O Tribunal Regional do Trabalho da 18ª Região (Goiás) recentemente anulou o pedido de demissão de um trabalhador venezuelano com deficiência auditiva, convertendo-o em dispensa sem justa causa. A 2ª Turma do TRT-GO entendeu que o trabalhador, devido à sua limitação auditiva e à dificuldade de compreensão da língua portuguesa, foi induzido ao erro ao assinar um documento que acreditava ser referente a uma promoção, mas que, na realidade, era uma carta de demissão.
Detalhes do Caso
O trabalhador atuava como repositor em um supermercado de Goiânia e relatou que, ao assinar a carta de demissão, acreditava estar formalizando uma promoção salarial. Devido à deficiência auditiva e às limitações com o idioma, ele não recebeu explicações adequadas sobre o conteúdo do documento e não teve acesso a um tradutor de Libras, apesar de ter solicitado esse auxílio. A comunicação com seus superiores era feita principalmente por um aplicativo de mensagens, levando-o a confiar nas orientações do supervisor e a assinar documentos sem plena compreensão do conteúdo.

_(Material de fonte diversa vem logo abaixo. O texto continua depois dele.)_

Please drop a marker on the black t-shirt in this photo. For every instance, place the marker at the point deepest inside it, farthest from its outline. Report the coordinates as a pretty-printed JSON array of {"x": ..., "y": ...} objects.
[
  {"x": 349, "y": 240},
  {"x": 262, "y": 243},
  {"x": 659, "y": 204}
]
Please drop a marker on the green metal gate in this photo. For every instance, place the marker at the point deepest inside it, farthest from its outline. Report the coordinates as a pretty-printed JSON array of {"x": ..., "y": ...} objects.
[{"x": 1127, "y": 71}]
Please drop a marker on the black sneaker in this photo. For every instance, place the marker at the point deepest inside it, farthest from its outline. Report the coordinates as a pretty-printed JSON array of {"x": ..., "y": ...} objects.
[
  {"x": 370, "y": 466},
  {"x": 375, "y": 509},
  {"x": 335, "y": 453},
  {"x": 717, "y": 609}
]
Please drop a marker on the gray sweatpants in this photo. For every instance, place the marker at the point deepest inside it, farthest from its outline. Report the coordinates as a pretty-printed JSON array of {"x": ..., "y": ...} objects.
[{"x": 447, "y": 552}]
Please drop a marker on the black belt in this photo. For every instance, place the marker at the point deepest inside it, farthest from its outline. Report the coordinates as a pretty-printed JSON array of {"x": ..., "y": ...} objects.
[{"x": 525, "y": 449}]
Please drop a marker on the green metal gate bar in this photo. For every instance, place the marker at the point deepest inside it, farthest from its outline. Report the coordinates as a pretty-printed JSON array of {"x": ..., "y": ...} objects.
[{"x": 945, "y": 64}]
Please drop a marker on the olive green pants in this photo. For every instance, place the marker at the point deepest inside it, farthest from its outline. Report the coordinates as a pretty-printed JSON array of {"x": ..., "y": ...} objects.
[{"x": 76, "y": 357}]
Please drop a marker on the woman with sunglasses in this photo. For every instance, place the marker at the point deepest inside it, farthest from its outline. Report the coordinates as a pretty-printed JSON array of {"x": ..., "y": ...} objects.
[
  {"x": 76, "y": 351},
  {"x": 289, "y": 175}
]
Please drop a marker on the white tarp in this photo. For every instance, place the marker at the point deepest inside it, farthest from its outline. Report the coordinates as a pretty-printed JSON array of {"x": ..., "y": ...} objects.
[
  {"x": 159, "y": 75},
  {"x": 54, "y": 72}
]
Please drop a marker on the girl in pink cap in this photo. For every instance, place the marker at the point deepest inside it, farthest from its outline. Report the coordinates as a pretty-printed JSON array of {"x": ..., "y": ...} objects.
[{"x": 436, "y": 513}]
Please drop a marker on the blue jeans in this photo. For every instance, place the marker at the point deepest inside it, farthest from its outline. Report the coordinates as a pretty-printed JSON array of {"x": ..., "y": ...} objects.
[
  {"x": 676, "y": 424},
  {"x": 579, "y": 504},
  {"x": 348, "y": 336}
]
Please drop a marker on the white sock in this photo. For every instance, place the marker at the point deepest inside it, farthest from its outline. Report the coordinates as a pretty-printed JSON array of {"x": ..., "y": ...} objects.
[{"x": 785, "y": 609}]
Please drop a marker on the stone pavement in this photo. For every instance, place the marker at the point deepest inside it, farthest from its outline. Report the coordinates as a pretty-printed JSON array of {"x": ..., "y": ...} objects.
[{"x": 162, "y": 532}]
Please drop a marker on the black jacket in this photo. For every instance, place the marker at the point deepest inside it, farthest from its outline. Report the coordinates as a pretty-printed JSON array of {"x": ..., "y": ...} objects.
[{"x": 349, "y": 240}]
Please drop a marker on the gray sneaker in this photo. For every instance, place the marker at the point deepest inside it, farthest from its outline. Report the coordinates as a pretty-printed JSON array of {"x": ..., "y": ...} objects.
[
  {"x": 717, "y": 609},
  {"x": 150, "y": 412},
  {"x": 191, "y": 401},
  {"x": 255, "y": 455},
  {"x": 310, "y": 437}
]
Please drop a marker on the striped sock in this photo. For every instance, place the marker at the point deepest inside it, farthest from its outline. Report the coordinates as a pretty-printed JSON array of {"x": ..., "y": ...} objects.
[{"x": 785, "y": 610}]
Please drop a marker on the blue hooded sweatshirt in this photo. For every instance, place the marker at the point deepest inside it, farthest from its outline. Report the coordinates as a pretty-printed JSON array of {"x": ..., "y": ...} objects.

A decisão original, proferida pela 1ª Vara do Trabalho de Goiânia, determinou que o pedido de demissão fosse tratado como dispensa sem justa causa, fixando a data da publicação da sentença como o marco inicial da rescisão e condenando a empresa a uma indenização por danos morais de R$ 20.000,00, em razão da violação da dignidade do trabalhador. A rede de supermercados recorreu, argumentando que o trabalhador havia expressado desejo de retornar à Venezuela e que tinha plena compreensão do documento assinado, além de requerer a redução ou exclusão da indenização por danos morais.
Decisão do Tribunal
Ao analisar o recurso, o desembargador relator Daniel Viana Júnior concluiu que o pedido de demissão não foi voluntário e que a empresa falhou em garantir que o trabalhador compreendesse os efeitos do documento. Em razão da deficiência auditiva e das limitações de compreensão da língua portuguesa, o trabalhador estava em uma situação de vulnerabilidade, o que caracterizou vício de consentimento. O desembargador também ressaltou que, por ser analfabeto, o trabalhador deveria ter seus atos confirmados por testemunhas, conforme o artigo 595 do Código Civil, o que não ocorreu.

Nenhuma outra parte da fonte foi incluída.